Get the Facts About the Gluten-Free MovementPaige Turner
In the past few years, gluten-free options have appeared on store shelves. Many have sung the praises of a gluten-free lifestyle as the answer to years of digestive issues or weight loss struggles, making others wonder if they too might be sensitive to gluten and should adopt what appears to be a positive change to their diet.
Not so fast…
A gluten-free diet is great for some people, but is not a one-size-fits-all approach to nutrition. Read on to learn more about what gluten-free food really entails, and how a gluten-free label doesn’t necessarily mean the food is healthy.
What is Gluten?
According to the Celiac Disease Foundation, gluten is “a general name for the proteins found in wheat (durum, emmer, spelt, farina, farro, KAMUT® khorasan wheat and einkorn), rye, barley and triticale. Gluten helps foods maintain their shape, acting as a glue that holds food together.”

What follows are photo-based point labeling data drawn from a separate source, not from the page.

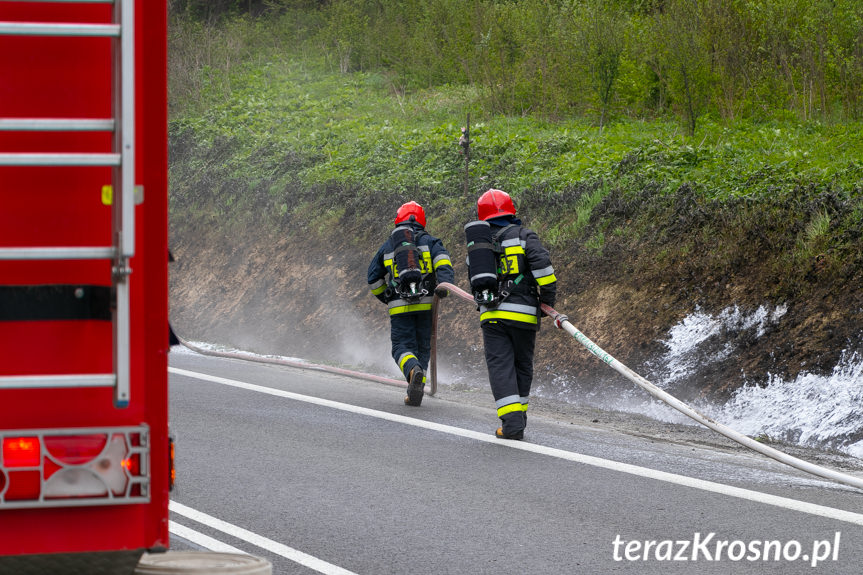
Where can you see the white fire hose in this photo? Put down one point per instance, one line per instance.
(674, 402)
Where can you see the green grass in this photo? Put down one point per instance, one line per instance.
(353, 128)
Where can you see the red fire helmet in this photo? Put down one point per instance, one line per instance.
(494, 203)
(411, 209)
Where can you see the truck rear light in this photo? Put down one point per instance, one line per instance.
(23, 485)
(21, 452)
(75, 449)
(94, 465)
(172, 471)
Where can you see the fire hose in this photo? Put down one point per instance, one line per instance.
(605, 357)
(660, 394)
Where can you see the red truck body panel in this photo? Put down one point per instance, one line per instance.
(63, 206)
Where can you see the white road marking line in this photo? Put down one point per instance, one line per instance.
(713, 487)
(199, 538)
(304, 559)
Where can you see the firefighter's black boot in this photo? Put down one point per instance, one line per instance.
(415, 387)
(513, 425)
(516, 435)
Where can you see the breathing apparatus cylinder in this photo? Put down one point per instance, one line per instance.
(408, 264)
(482, 262)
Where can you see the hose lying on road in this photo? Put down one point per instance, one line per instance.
(290, 363)
(671, 400)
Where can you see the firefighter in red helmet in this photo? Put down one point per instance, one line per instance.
(404, 274)
(510, 315)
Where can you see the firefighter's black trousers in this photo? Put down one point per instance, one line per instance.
(509, 357)
(410, 335)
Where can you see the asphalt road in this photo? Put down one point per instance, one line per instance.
(321, 473)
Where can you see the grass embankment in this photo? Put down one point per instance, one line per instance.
(300, 147)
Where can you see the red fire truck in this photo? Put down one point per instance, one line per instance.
(86, 461)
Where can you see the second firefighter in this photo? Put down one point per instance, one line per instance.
(511, 275)
(404, 275)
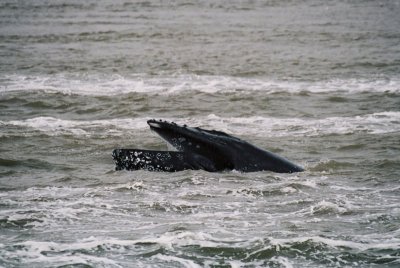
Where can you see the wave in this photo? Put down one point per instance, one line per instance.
(375, 123)
(109, 85)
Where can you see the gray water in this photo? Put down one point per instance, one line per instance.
(317, 82)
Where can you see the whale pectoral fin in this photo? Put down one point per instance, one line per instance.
(134, 159)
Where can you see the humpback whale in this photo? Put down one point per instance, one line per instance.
(199, 148)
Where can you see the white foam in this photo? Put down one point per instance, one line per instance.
(106, 85)
(334, 243)
(182, 261)
(375, 123)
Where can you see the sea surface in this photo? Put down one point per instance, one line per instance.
(315, 81)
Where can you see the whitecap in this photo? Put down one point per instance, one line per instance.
(108, 85)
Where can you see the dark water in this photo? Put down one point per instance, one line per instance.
(317, 82)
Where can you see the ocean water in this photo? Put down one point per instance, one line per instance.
(315, 81)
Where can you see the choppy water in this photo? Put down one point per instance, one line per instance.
(317, 82)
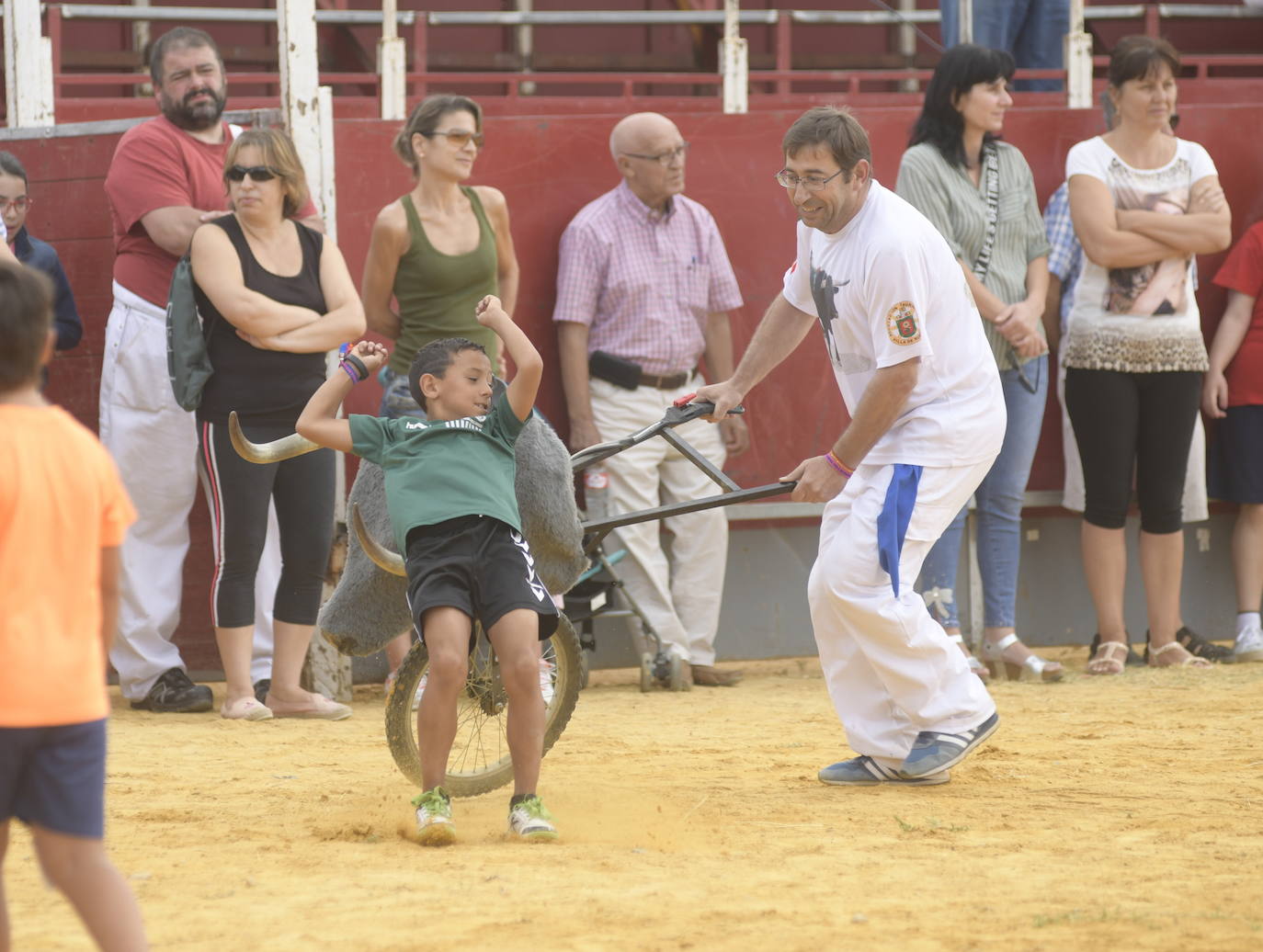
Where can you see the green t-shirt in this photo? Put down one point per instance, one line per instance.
(438, 470)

People who have a true sensitivity to gluten have a condition called Celiac disease. It is an auto-immune disorder that causes the ingestion of gluten to damage to the small intestine. According to the Mayo Clinic, about 1% of the population has Celiac disease, and roughly 10% have a “less specific” sensitivity to it.
For the small percentage of the population who have Celiac disease or a diagnosed gluten sensitivity, cutting out gluten makes vast improvements to their health. For everyone else, the research is still fuzzy on what improvements, if any, cutting gluten from a diet can have.

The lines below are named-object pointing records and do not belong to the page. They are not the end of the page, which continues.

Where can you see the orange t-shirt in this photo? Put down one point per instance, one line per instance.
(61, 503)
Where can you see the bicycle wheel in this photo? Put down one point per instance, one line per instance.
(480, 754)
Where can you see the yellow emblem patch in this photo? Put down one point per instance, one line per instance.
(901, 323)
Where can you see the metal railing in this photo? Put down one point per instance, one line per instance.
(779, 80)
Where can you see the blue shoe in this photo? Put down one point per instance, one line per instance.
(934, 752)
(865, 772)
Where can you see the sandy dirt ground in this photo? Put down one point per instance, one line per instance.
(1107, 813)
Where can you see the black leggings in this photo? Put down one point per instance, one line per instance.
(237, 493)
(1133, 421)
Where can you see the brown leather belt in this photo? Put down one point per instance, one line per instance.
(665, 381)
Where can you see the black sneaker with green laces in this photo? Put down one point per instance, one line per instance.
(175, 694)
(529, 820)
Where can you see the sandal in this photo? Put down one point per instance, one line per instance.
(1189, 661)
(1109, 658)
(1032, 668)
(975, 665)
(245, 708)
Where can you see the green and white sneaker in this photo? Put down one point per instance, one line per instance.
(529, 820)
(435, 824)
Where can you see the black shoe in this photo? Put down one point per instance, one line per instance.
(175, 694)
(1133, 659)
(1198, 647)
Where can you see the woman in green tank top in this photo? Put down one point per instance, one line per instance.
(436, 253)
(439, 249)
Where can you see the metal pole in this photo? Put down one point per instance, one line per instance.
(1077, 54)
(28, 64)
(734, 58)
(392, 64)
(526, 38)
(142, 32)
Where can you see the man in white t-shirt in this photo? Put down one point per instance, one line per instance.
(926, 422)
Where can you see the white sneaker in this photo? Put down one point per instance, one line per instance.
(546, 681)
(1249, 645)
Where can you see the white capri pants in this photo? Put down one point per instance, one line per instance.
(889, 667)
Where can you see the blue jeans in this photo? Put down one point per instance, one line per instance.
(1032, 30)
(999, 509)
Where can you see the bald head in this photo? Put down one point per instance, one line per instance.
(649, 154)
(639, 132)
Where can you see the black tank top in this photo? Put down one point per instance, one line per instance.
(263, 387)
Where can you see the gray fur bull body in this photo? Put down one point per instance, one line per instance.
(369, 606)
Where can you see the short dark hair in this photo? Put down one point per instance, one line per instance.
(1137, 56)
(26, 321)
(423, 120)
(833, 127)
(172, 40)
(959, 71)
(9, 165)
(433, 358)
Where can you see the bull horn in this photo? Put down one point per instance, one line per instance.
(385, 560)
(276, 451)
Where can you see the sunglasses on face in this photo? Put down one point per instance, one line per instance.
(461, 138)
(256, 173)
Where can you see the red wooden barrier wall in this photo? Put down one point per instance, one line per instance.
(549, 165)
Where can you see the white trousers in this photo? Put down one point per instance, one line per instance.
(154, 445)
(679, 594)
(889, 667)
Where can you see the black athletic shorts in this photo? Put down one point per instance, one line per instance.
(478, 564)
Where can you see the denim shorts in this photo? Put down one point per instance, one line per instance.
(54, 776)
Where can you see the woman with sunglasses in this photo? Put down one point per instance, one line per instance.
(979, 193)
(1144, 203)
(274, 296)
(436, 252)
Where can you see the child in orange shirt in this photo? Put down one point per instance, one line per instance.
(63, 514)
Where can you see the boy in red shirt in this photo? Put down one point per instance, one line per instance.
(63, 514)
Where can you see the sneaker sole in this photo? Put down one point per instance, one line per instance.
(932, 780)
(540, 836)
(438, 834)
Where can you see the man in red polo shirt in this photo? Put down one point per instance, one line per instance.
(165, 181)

Some people have reported losing weight while on a gluten-free diet, but studies suggest that cutting unnecessary carbs and sugar are likely the real cause of improvements to energy and lost pounds. Many people who do not have Celiac disease or a gluten sensitivity think they are doing themselves a favor by choosing processed gluten-free foods because they are inherently healthier.
Unfortunately for snackers and sweet tooths, gluten-free does not mean a free pass to eat processed foods as much as they like. There’s a number of reasons why eating gluten-free could actually result in weight gain.

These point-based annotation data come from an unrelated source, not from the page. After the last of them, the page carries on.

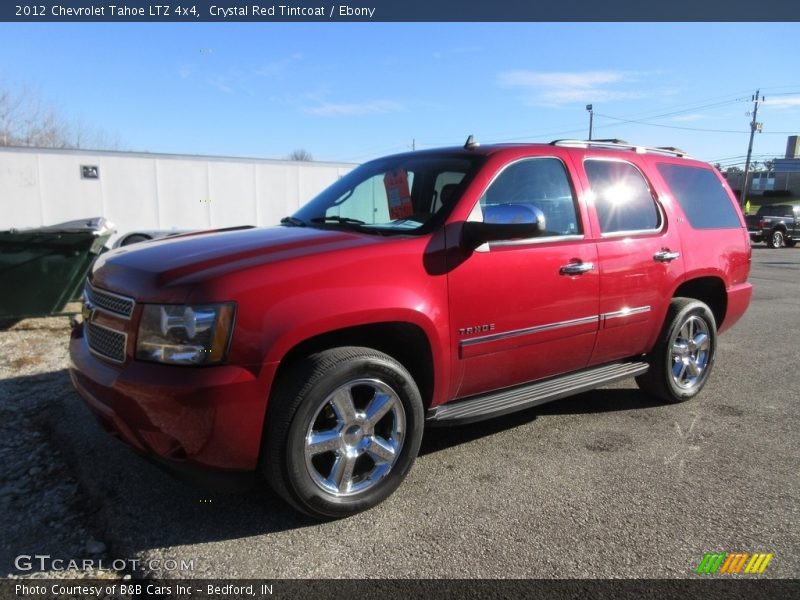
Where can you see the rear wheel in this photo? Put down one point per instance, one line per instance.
(343, 430)
(776, 239)
(684, 354)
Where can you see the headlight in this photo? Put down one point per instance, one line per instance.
(185, 335)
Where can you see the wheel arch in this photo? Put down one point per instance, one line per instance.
(709, 290)
(406, 342)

“People can definitely lose weight if they eat a lot of bagels and pasta and muffins and they just remove those from their diet. But it’s not because they’re gluten-free; it’s because they removed a lot of calories. If they replace those with gluten-free muffins and pasta and bagels, they’re not going to lose weight, because that stuff has the same – if not more – calories than the gluten-containing products.”
Learn more about the gluten-free problem in this video by the Economist, which sums up the issue perfectly by stating, “A gluten free cake is still a cake.”:
The takeaway: follow the science and use hard facts when deciding if the gluten-free lifestyle is right for you. If you suspect you might have Celiac disease or a gluten sensitivity, ask your doctor to test you for these conditions. Ultimately, overindulging on sweets and carbs will not be beneficial for your health, gluten-free or not.